Another day, another study that demonstrates that we professionals have a love/hate (mostly hate) relationship with email:
- 94% of those surveyed use email to manage their day-to-day work
- But 53% say excessive email gets in the way of that work
- 55% believe that emails relay information that would be better conveyed in a conversation
- And more than half really hate these pet peeves: lengthy threads, getting copied on messages that aren't relevant and when someone "replies all" to an email
But despite the fact that we complain about email, we usually don't actually change anything. And, yes, that's the definition of insanity.
How can you actually solve your email problem? It takes teamwork.
Yes, you can improve the emails you send. But to make the entire experience better, you need to work with your colleagues (in your department, your larger group or even your whole organization) to agree on a new operating model for email.
That manifesto must include:
When to use email vs. communicating in other ways, especially one-on-one conversations and meetings.
How to shift to other platforms for collaborating, communicating and getting work done. For example, use internal social media (like Yammer and Google+) for sharing information and connecting with colleagues. And use project management software for keeping track of work in progress.
What to avoid when using email. Does everyone feel that "reply all" is a noxious habit? Ban the practice. And I'm sure your team will agree to stop adding links to extended email chains. Make a list of practices that team members pledge not to do.
How to create effective emails. These best practices may include:
- Using the BLUF (Bottom Line Up Front) method to ensure that the key message (and needed action step) is at the top of the message.

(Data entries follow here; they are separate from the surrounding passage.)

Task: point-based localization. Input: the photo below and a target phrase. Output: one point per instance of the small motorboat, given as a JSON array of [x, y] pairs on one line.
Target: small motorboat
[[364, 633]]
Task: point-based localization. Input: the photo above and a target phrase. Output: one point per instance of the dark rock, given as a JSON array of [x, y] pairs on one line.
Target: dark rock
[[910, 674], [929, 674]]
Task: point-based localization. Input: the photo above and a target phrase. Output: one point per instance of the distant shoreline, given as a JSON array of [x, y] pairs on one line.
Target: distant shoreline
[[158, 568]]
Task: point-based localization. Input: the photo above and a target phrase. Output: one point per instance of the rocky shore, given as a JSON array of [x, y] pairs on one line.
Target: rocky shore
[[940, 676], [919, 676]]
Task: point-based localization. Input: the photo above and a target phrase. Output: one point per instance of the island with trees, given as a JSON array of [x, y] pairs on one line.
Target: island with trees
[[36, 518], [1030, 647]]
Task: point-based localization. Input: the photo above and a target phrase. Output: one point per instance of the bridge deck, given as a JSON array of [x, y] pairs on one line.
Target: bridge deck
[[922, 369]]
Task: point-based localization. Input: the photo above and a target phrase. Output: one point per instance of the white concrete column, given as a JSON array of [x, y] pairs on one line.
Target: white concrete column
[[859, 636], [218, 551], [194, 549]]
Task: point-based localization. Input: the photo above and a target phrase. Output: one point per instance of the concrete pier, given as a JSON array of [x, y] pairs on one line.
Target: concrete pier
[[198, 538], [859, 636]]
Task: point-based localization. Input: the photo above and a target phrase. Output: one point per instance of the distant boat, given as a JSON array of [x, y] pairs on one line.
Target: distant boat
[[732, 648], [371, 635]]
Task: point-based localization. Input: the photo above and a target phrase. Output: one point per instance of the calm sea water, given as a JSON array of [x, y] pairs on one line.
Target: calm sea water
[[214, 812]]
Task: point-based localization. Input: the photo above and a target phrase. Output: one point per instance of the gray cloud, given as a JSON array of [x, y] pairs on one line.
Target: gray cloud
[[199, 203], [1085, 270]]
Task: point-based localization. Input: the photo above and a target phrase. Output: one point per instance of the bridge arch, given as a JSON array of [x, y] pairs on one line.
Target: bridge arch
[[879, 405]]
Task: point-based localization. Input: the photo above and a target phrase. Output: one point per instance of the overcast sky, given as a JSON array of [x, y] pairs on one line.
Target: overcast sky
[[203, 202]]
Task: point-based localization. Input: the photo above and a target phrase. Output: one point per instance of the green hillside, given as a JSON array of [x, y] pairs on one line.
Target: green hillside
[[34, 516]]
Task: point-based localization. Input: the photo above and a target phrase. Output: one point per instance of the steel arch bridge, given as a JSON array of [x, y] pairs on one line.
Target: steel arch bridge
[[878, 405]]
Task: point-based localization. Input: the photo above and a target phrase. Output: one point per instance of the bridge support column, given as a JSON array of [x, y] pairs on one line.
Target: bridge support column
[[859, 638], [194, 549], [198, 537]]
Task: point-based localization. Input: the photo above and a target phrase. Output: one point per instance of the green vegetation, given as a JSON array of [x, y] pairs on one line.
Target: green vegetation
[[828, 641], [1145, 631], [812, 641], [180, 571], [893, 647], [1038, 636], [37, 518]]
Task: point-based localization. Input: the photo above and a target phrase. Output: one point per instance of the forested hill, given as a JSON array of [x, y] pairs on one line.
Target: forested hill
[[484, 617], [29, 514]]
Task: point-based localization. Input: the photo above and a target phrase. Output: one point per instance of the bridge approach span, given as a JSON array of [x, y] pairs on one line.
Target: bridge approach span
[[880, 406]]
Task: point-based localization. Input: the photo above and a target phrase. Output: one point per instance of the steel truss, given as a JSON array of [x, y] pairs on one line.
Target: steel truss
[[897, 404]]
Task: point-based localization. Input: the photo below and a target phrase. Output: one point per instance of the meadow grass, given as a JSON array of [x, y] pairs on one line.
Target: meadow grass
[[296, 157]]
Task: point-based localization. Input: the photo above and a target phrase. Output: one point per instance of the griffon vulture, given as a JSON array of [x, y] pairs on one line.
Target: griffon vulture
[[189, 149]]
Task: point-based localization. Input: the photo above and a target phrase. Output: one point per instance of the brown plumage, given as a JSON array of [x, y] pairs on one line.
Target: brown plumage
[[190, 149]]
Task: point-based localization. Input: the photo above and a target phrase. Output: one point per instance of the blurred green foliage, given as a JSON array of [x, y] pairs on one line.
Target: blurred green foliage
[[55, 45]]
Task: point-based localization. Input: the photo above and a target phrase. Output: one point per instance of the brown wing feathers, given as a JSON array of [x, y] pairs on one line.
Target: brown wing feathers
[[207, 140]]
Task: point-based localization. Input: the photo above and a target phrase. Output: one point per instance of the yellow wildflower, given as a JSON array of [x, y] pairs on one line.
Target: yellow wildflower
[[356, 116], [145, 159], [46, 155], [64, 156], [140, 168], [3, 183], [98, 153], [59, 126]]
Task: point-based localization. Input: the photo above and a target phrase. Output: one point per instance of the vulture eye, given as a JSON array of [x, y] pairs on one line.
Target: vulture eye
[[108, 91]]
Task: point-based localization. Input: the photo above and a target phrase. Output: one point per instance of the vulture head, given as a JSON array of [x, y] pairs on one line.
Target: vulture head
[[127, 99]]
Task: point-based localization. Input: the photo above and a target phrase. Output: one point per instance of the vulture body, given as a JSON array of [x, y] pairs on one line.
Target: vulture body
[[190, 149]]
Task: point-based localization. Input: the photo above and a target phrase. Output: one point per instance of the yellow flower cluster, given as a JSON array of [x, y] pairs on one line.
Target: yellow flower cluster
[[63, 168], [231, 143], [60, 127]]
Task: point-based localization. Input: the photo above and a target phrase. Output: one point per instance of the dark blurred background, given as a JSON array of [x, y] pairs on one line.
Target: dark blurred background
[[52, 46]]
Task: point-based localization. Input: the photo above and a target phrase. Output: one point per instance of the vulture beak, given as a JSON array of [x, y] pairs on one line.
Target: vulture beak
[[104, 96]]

- Making each email as short as possible--and no longer than 150 words.
- Employing simple language. No Corporate Speak ever!
- Creating emails that are scannable, so recipients don't have to read long paragraphs. That means using bullets, numbered lists, subheads and other elements that break up text.
- Considering the fact that many emails are read on mobile devices, so keeping messages short, simple and scannable (see above) are especially important.
What team members can do to manage their inboxes to increase productivity. Share techniques that colleagues have found helpful, such as using the FAST system (once you read an email, immediately decide whether to File it, Assign it to someone, Store (or Scan) for future reference, or Trash it.)
There are probably other aspects of using email your team will want to address, but don't make the process too complicated or bureaucratic. The idea is not to develop a lengthy policy book, but to create a simple set of principles everyone will agree to.
You probably won't completely fix email, but you'll significantly improve the experience among your team members. And that's progress.